It is almost impossible for those of us of later generations to imagine the trauma that mechanisation caused at the time. The cavalryman of the 193O's was fiercely proud that he was the inheritor of a tradition of excellence and chivalry stretching back to the medieval knight and legend. In spite of the mawkish excesses of some writers, he had a genuine affection for even the most refractory of his mounts. To this already charged atmosphere were added the bitter controversies between the advocates of the horse and the tank.
As late as 1922 the 7th Hussar, Field-Marshal Earl Haig, with all the authority of the victorious commander-in-chief of the First World War, could say in a RUSI lecture "I am all for using aero planes and tanks, but they are only accessories to the man and the horse, and I feel sure that as time goes on you will find just as much use for the horse- the well-bred horse - as you have ever done in the past".
It is easy to be critical now, but in those days the arguments must have appeared more nicely balanced. In 1934 the Inspector of Cavalry had been asked, "to select a cavalry regiment to carry out an experiment in mechanisation to replace horsed cavalry". This unwelcome honor fell to the 3 rd Hussars, but true to their traditions, they decided, "the only course was to give the experiment a real and whole hearted trial".
During 1936 only "A" Squadron was converted and then only to the 15 cwt boxcar. It was not until 1937 that the first troops of tanks arrived and even by the Munich crisis of September 1938 there were only enough to equip one squadron; the rest of the Regiment had to train with flags and trucks.

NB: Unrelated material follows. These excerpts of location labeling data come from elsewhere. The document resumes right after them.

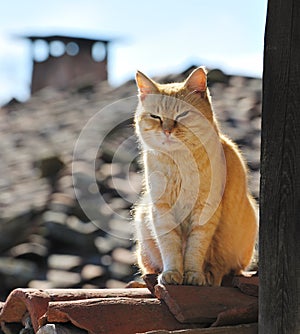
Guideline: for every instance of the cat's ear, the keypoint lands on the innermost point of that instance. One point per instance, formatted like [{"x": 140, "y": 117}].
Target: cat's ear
[
  {"x": 145, "y": 85},
  {"x": 197, "y": 81}
]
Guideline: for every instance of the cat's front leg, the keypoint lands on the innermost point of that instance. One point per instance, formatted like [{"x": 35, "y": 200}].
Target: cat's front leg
[
  {"x": 198, "y": 242},
  {"x": 170, "y": 245}
]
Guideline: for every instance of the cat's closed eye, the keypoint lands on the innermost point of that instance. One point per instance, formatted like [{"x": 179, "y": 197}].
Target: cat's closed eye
[
  {"x": 183, "y": 114},
  {"x": 155, "y": 116}
]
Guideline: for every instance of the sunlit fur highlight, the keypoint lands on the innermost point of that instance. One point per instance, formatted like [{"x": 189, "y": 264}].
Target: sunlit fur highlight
[{"x": 175, "y": 148}]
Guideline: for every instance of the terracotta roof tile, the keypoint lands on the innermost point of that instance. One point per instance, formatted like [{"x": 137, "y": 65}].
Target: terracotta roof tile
[
  {"x": 133, "y": 310},
  {"x": 191, "y": 304}
]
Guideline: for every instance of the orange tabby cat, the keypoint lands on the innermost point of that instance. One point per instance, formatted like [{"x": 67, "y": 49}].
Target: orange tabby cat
[{"x": 196, "y": 220}]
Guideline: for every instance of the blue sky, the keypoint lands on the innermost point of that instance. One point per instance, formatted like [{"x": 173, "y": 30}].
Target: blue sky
[{"x": 157, "y": 37}]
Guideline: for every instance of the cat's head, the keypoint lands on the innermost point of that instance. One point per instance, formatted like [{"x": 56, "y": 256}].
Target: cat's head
[{"x": 172, "y": 116}]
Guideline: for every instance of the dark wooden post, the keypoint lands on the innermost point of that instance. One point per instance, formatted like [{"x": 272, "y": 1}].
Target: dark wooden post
[{"x": 279, "y": 301}]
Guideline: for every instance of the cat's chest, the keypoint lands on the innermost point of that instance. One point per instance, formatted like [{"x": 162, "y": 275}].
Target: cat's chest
[{"x": 177, "y": 183}]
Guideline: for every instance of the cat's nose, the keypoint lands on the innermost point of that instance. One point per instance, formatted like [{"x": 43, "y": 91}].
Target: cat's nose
[{"x": 167, "y": 132}]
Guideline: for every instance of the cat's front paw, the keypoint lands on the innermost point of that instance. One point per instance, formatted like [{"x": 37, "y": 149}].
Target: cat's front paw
[
  {"x": 194, "y": 278},
  {"x": 170, "y": 277}
]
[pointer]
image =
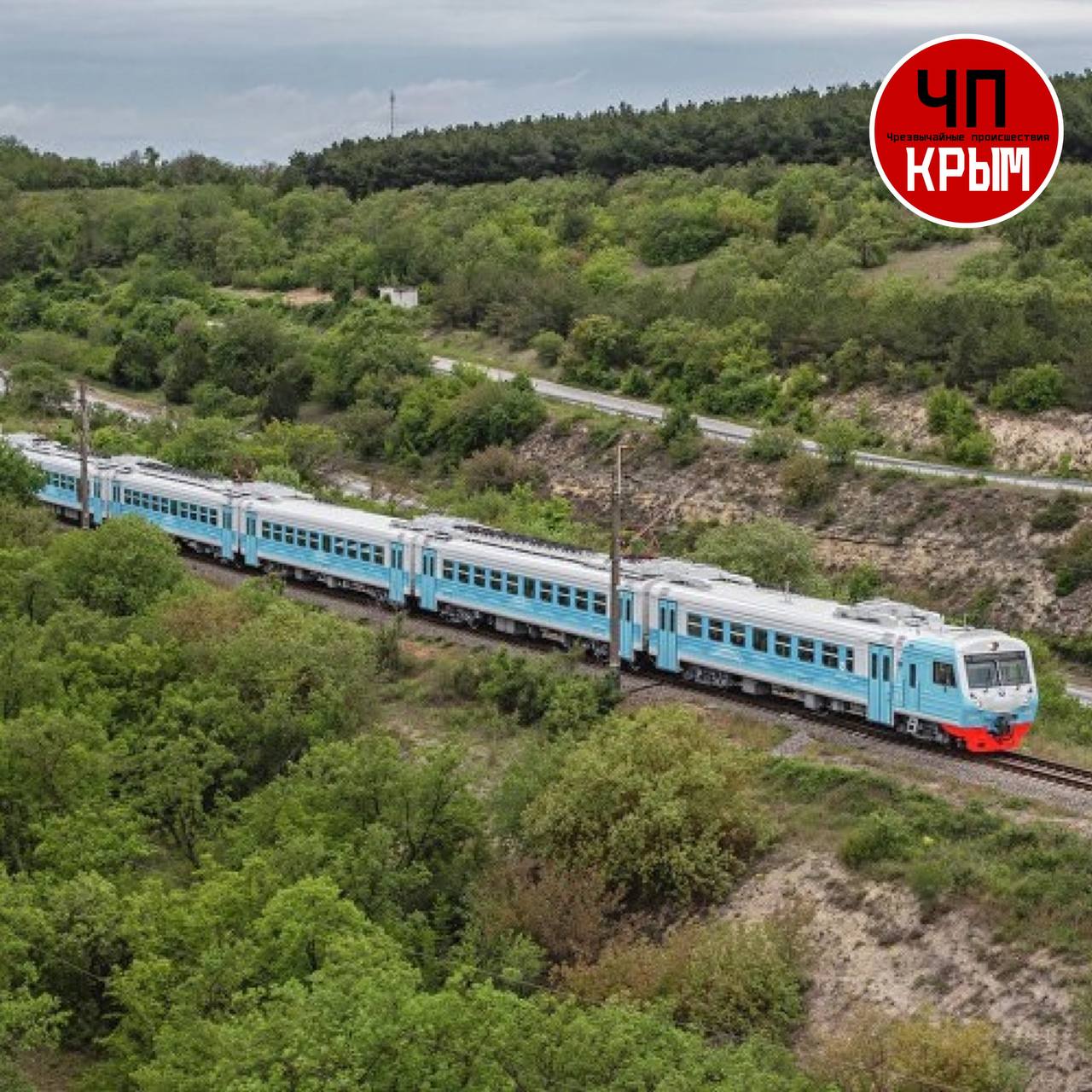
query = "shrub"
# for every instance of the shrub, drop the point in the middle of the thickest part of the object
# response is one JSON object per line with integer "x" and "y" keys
{"x": 681, "y": 436}
{"x": 805, "y": 479}
{"x": 1030, "y": 390}
{"x": 547, "y": 346}
{"x": 772, "y": 444}
{"x": 20, "y": 479}
{"x": 882, "y": 835}
{"x": 656, "y": 803}
{"x": 729, "y": 979}
{"x": 909, "y": 1054}
{"x": 770, "y": 550}
{"x": 839, "y": 438}
{"x": 566, "y": 913}
{"x": 950, "y": 413}
{"x": 498, "y": 468}
{"x": 1072, "y": 561}
{"x": 119, "y": 569}
{"x": 973, "y": 449}
{"x": 1060, "y": 514}
{"x": 537, "y": 693}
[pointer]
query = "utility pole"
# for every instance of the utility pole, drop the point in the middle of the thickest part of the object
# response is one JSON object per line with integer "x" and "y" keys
{"x": 84, "y": 484}
{"x": 614, "y": 658}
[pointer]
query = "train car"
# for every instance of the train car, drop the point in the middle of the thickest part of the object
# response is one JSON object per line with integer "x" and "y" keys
{"x": 61, "y": 467}
{"x": 194, "y": 508}
{"x": 342, "y": 547}
{"x": 890, "y": 663}
{"x": 478, "y": 576}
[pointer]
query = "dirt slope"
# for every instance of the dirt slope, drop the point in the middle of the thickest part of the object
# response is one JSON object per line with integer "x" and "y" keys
{"x": 870, "y": 948}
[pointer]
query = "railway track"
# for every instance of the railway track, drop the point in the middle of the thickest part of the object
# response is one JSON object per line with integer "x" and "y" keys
{"x": 1029, "y": 765}
{"x": 1042, "y": 769}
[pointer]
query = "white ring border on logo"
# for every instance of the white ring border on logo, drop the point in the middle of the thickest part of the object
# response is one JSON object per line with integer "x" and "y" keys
{"x": 915, "y": 53}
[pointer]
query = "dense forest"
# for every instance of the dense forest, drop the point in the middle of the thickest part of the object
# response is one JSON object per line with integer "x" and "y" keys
{"x": 252, "y": 845}
{"x": 248, "y": 845}
{"x": 800, "y": 125}
{"x": 747, "y": 292}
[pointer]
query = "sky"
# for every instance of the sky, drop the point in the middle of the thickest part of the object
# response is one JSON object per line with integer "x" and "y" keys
{"x": 254, "y": 80}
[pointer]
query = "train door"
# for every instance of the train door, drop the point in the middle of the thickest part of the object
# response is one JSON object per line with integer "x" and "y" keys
{"x": 427, "y": 592}
{"x": 626, "y": 607}
{"x": 250, "y": 539}
{"x": 667, "y": 646}
{"x": 880, "y": 683}
{"x": 226, "y": 533}
{"x": 398, "y": 587}
{"x": 912, "y": 687}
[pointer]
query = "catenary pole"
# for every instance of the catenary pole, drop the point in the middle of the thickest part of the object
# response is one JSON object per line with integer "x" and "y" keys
{"x": 615, "y": 648}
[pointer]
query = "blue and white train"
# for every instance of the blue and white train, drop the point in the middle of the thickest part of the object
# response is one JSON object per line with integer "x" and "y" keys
{"x": 889, "y": 663}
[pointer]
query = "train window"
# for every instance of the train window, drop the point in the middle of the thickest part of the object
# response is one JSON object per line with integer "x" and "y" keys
{"x": 944, "y": 674}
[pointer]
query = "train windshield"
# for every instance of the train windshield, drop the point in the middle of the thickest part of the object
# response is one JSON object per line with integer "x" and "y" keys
{"x": 998, "y": 669}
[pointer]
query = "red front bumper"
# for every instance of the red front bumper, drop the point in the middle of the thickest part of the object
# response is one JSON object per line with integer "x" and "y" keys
{"x": 982, "y": 740}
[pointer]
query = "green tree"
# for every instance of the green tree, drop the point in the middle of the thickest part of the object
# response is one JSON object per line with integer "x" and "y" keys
{"x": 1030, "y": 390}
{"x": 20, "y": 479}
{"x": 770, "y": 550}
{"x": 119, "y": 569}
{"x": 655, "y": 803}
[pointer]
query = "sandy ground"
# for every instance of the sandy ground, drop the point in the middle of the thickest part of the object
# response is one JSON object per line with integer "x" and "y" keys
{"x": 872, "y": 948}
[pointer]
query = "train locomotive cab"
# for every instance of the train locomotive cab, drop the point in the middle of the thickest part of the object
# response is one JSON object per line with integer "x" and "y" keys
{"x": 998, "y": 694}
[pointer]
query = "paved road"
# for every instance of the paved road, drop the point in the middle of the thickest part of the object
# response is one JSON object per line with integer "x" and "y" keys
{"x": 730, "y": 433}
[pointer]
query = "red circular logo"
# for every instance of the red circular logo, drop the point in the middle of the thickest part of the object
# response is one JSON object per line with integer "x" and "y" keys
{"x": 967, "y": 130}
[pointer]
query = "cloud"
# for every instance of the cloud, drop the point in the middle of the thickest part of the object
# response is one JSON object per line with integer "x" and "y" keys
{"x": 252, "y": 80}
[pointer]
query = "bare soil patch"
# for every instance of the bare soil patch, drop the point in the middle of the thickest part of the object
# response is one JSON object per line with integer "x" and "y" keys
{"x": 870, "y": 947}
{"x": 936, "y": 264}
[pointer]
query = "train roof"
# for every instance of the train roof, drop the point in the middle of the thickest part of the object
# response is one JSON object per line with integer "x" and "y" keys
{"x": 303, "y": 508}
{"x": 460, "y": 531}
{"x": 887, "y": 619}
{"x": 32, "y": 444}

In 1927 the 7th Hussars were equipped with 14 six-wheelers to reduce the weight on the horse from 20 to 18 stone and to carry the eight Vickers machine-guns. Soon after this, two Austin Sevens were issued for reconnaissance. However, it was not until May 1936 in Egypt that the order to mechanize was given. Like the 3rd, the 7th Hussars decided to make the best of it.
The other ranks were given the option of transferring to un-mechanised regiments; it says much for the esprit de corps that only 16 out of 531 did so. The conversion was complete by January 1937.
"It was the end of an era"
Life was centered round the horse: for 365 days a year he had to be watered, fed, mucked out, groomed and exercised; likewise in sport, from polo to tent pegging. So much has been lost; but the Regiment, free now to lock up its tanks in garages for days at a time, is able to take part in an even wider variety of adventurous sports. The horse has gone, except for recreation, but the spirit of the Cavalryman lives on.